The authorities could do more to stem the prohibitive cost of business at the Lagos ports

In June 2017, the federal government announced that the Standard Organisation of Nigeria (SON), National Agency for Food and Drugs Administration and Control (NAFDAC) and the National Drug Law Enforcement Agency (NDLEA) were no longer allowed to have representatives in the ports or partake in the process of cargo clearance. Also, the government announced that it had concluded arrangement to fix port access roads and provide scanners at the ports.

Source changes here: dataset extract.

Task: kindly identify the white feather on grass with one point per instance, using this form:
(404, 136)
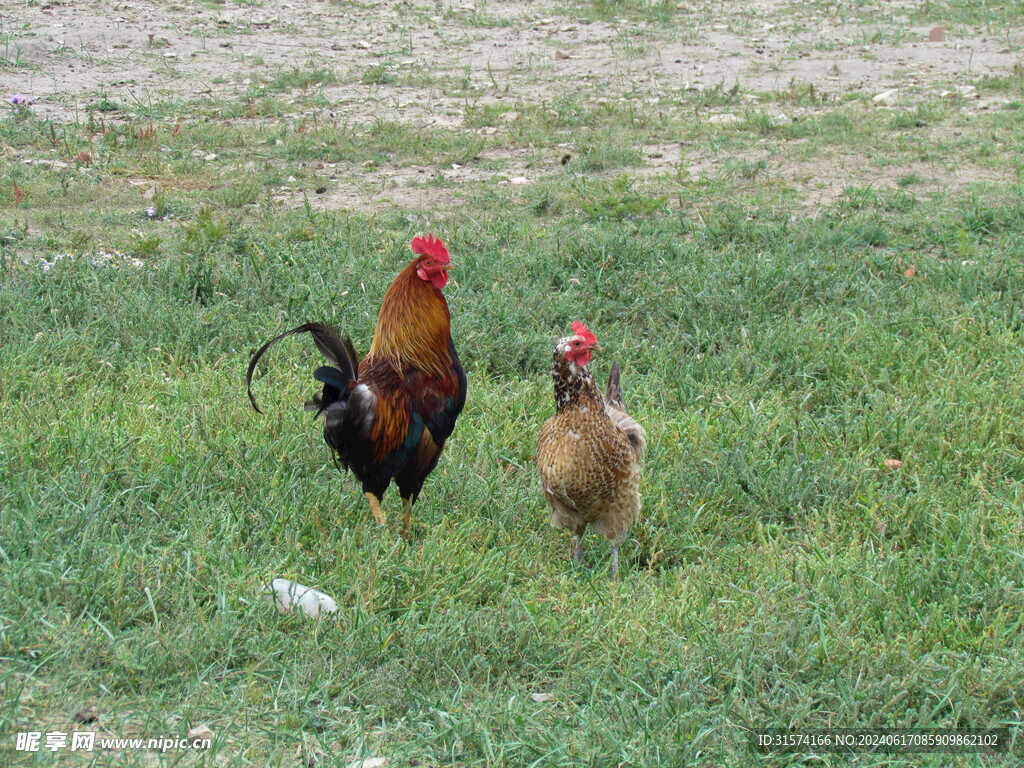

These were to enhance clearing process and reduce drastically cargo dwell time. Almost three years after, all the agencies that were asked to leave have all returned to the ports, access roads have become death traps, residents and business in Apapa, once a thriving port city, have stories of death and hours of traffic gridlock to tell. Cost of doing business has risen so high manufacturers are abandoning their cargos at the ports.

As a result of extortion by security officials, haulage cost from Tin Can to any other part of Lagos has risen from about N100,000 a year ago to about N1.2 million. Last week, truckers raised the cost of moving a container from the Tin Can Island Port to any other part of the city by 50 per cent, from N1.2 million to N1.8million. And with blockage of the roads, millions of containers are trapped in the ports and shipping companies have had to stay at several anchorages for between three to four months incurring all manner of surcharges. On average, 100,000 containers carrying various cargos are discharged in Lagos ports monthly, with shipping companies now charging $6000 to ship a container to Nigeria. In the first half of last year, it cost $1,000 to ship a 20-foot container to Nigeria from the Far East.

Due to the massive congestion at Tin Can and Apapa ports, many shipping lines have started diverting Nigeria-bound cargos to neighboring ports in Cotonou and Cote d’Ivoire. Today, importers pay N25, 000 as demurrage per container a day and another N15,000 as storage fees to terminal operators excluding 7.5 per cent value added tax (VAT). This amounts to N12.5 billion daily demurrage charges on 500,00 containers and N7.5 billion storage fees. The question is, does the federal government want to address the escalating port costs and its attendant economic loss to Nigeria?

The shipping companies, terminal operators, freight forwarders and the security operatives and the Ministry of Transportation are the ones benefiting from the status quo at the ports. The economic loss is not on the government and its agencies at the port or the port operators or even the manufacturers or traders doing the importation. The losses are all passed on to the end users – the Nigerian people.

Meanwhile, the ports used by the federal government and its partners in the oil industry to export crude oil and gas are not affected by any crisis of congestion and infrastructure deficiency. So what it will take to address the port issue, at a most preliminary level, is the resolve to do what is right.